While that disturbing reality sinks in, here’s a brief summary of the research which was published by the Royal Society Open Science Journal and concentrated on statements (both factual and inaccurate) made by candidate Trump during the Republican primary campaign of 2016. The researchers conducted their research online with 2,023 participants. As part of the study, participants were presented with four inaccurate statements and four accurate statements made by candidate Trump (you can see the list of statements in the article itself, but they include misstatements on the unemployment rate and the relationship between vaccines and autism). Sometimes the statements were attributed to Trump and other times they were not attributed to any of the candidates. Then, inaccurate statements were corrected using non-partisan sources such as the Bureau of Labor Statistics. So far so good. When the researchers corrected the false statements, belief in those statements fell across the board.
That is, belief in the Trump falsehoods fell for Trump-supporting Republicans, Republicans favoring other candidates, and for Democrats.
However, the researchers continued on and examined who the supporters intended to vote for—and the correction of misinformation (and reported self-awareness of the inaccuracy of the statements) made no difference in for whom the Republican participant planned to vote. The only participants less likely to vote for Trump were the Democrats (who’d not planned to vote for him anyway).
The researchers conclude that while fact-checking can change people’s beliefs, their strength of partisanship has an effect on the strength of the change when it comes to voting intention.

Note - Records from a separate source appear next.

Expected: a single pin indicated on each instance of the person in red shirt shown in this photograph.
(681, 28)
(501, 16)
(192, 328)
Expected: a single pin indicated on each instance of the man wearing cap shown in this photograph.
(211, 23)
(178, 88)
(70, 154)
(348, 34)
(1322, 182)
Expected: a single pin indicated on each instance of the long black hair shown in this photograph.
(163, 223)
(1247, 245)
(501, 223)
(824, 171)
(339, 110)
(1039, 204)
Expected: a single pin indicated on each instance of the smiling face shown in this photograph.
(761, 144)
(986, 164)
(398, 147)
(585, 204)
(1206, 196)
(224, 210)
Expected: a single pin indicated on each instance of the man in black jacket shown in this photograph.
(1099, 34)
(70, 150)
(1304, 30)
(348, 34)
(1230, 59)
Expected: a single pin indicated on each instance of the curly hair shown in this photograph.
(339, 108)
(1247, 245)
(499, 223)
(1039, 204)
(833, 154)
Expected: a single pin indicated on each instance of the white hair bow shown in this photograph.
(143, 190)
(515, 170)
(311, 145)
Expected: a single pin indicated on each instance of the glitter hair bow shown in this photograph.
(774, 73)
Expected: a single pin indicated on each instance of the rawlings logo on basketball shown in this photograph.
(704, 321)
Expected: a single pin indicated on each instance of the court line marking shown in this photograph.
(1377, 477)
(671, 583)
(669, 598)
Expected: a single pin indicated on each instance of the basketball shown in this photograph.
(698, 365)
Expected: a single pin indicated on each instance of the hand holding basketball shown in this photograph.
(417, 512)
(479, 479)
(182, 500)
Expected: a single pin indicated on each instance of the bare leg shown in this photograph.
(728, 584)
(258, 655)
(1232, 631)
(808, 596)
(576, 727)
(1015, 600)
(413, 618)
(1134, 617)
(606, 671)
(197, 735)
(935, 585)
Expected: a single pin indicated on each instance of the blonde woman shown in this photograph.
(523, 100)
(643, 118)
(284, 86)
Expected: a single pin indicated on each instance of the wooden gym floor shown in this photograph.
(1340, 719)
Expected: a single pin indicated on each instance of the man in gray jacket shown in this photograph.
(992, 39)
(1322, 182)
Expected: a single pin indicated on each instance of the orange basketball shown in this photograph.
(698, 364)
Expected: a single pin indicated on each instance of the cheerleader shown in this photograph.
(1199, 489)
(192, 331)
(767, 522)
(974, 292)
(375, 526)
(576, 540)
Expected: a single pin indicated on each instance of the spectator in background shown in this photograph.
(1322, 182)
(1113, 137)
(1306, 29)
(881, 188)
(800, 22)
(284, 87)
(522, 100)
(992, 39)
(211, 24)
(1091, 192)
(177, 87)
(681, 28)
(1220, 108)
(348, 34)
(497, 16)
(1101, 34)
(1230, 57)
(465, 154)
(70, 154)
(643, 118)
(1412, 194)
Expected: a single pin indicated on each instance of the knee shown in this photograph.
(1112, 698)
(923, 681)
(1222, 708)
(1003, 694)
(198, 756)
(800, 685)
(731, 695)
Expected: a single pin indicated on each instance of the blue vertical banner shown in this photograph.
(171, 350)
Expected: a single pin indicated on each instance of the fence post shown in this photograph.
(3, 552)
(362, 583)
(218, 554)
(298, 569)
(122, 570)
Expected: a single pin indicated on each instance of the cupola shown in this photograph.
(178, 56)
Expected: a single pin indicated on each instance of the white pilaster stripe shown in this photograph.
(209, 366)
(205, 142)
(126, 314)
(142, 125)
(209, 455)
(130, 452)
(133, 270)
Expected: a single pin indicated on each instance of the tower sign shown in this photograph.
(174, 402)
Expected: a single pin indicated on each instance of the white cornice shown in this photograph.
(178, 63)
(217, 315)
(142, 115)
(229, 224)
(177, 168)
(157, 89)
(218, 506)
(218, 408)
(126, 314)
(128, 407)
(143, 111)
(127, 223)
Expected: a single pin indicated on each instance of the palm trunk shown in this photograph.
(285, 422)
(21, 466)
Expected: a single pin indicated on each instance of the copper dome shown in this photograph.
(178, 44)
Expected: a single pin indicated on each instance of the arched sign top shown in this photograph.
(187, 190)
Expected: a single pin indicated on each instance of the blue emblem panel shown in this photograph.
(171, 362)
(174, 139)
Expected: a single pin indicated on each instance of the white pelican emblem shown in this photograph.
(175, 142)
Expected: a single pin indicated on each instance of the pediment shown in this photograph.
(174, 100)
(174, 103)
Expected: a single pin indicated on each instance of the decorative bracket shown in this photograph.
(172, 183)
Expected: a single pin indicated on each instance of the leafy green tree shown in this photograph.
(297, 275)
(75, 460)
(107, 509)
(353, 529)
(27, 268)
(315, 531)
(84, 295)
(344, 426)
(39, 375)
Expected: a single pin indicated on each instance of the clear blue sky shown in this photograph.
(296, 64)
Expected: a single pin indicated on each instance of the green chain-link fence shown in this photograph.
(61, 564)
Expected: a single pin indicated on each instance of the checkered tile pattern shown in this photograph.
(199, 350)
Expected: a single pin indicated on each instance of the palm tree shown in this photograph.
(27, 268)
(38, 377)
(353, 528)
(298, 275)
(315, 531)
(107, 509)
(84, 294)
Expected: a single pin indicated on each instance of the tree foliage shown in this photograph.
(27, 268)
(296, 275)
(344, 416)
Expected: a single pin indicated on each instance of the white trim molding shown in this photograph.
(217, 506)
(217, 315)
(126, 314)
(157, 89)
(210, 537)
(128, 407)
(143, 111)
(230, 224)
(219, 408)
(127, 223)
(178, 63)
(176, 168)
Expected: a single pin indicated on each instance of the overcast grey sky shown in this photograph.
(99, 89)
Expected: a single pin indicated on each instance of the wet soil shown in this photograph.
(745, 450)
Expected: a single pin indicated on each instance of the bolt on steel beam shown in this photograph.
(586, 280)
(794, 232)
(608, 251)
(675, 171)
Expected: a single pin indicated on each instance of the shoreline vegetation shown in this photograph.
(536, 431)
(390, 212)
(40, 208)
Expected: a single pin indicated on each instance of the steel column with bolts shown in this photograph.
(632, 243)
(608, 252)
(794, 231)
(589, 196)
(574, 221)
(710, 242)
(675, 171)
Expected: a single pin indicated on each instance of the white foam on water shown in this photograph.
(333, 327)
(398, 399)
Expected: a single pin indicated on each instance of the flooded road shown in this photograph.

And, perhaps not surprisingly, the researchers wonder just what would have to happen to change voting intention in the face of strong partisan beliefs. They suggest that people “use political figures as a heuristic to guide evaluation of what is true or false, yet do not necessarily insist on veracity as a prerequisite for supporting political candidates”.
If you don’t think that makes sense, you are not alone (we don’t think it makes much sense either). For years, we have believed (and seen it borne out time after time) that political affiliation is not a difference that makes a difference when it comes to decision-making on litigation cases. Yet, we are seeing increasing amounts of research telling us the USA is so split along partisan lines that perhaps, at least right now, it is a difference that makes a difference. We still have not seen it in our work but you can bet we are watching it closely in ongoing pretrial research. Stay tuned.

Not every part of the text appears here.